A large, drop-shaped natural pearl pendant has sold for a hammer price of 32 million dollars (£24.6 million) at an auction of jewellery that once belonged to French queen Marie Antoinette.

Sotheby’s said it was a record price for a pearl at auction.

The Queen Marie Antoinette’s Pearl, a diamond-and-pearl pendant, was among the highlight offerings on the block in Geneva at the Sotheby’s sale of jewellery from the Bourbon-Parma dynasty.

Like many of the 10 former Marie Antoinette pieces up for sale, the pendant obliterated the pre-auction estimate – in its case, one million to two million dollars.

The total tally was expected to rise with the inclusion of the “buyer’s premium” and other fees.

Sotheby’s billed the sale as a once-in-a-lifetime chance to scoop up heirlooms and jewels that have been held in the Bourbon-Parma dynasty for generations.

Some of the Marie Antoinette jewellery had not been seen in public for 200 years – until now.

The diamond and pearl jewellery that went under the hammer epitomised the aloof, pre-revolutionary opulence of French royals brought down by the historic uprising.

Marie Antoinette, the wife of King Louis XVI, was executed in France’s revolutionary fervour in 1793.

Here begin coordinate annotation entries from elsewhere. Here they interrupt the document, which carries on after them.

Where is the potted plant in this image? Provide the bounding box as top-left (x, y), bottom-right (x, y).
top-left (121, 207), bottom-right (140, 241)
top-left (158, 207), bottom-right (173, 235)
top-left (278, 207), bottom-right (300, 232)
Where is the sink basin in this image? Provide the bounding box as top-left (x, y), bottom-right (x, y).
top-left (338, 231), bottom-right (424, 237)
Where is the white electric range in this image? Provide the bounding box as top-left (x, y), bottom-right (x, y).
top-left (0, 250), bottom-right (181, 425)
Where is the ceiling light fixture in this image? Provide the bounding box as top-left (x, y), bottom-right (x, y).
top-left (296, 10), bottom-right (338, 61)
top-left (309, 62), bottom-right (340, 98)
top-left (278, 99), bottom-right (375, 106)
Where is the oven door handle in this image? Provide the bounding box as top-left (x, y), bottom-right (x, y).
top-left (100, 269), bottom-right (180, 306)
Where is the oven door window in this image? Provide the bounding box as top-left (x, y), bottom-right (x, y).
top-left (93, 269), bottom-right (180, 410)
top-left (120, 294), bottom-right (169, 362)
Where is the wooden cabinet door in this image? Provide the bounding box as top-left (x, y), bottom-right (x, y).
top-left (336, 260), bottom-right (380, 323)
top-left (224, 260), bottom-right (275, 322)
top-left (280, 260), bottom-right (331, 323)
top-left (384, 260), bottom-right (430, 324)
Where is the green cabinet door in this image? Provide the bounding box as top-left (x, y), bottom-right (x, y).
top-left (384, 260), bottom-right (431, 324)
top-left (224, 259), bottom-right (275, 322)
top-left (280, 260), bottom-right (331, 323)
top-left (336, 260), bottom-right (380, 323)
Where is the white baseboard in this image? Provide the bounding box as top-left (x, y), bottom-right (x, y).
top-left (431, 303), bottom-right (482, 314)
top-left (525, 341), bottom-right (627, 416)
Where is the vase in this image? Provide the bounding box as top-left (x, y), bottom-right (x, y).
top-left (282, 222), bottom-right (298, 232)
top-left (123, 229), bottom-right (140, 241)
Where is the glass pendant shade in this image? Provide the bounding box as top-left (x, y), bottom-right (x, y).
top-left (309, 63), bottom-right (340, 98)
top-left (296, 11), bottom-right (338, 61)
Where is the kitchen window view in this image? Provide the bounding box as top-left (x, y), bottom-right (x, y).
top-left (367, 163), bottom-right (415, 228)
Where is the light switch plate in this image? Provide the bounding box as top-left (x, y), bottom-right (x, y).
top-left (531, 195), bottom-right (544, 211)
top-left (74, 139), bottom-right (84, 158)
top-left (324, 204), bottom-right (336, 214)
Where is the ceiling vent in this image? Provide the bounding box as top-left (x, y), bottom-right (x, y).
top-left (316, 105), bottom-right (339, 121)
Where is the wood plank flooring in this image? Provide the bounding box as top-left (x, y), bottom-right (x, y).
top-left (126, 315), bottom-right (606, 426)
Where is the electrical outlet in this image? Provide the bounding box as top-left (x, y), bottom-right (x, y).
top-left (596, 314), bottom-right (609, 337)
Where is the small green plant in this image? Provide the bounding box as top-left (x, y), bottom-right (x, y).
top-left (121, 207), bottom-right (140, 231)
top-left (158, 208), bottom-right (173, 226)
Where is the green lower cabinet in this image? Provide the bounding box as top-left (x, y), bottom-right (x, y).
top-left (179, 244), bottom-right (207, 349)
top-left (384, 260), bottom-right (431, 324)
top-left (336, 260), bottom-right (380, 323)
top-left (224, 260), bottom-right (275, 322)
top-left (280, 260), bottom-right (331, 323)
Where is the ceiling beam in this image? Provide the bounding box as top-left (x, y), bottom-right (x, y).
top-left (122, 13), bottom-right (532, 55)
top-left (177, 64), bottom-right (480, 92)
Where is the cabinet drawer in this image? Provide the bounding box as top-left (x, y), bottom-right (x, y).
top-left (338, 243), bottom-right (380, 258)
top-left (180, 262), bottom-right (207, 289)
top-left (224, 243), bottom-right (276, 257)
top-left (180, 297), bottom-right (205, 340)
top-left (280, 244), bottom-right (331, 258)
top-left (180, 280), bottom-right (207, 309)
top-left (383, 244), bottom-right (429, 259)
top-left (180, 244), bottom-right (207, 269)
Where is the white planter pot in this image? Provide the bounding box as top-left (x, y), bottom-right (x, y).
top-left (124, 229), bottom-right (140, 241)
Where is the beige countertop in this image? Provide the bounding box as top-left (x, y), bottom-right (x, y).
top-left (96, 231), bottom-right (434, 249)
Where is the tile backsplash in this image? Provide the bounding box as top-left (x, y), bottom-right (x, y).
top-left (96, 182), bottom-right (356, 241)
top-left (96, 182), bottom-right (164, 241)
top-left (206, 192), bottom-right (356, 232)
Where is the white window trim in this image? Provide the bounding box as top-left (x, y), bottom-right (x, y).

Before falling to the guillotine, she had secretly smuggled abroad some of her most treasured possessions to her relatives, amid swelling revolutionary fervour that ultimately marked the beginning of the end of France’s centuries-old monarchy.

“The Marie Antoinette pendant is simply irreplaceable,” said Eddie LeVian, chief executive of jewellers Le Vian, before the sale.

“This is about far more than the gems themselves: Marie Antoinette’s jewellery is inextricably linked to the cause of the French Revolution.”

The queen’s jewellery also included a set of pearl and diamond earrings, a diamond brooch, and a natural pearl and diamond necklace.

A monogrammed, diamond-set ring bears a lock of Marie Antoinette’s hair.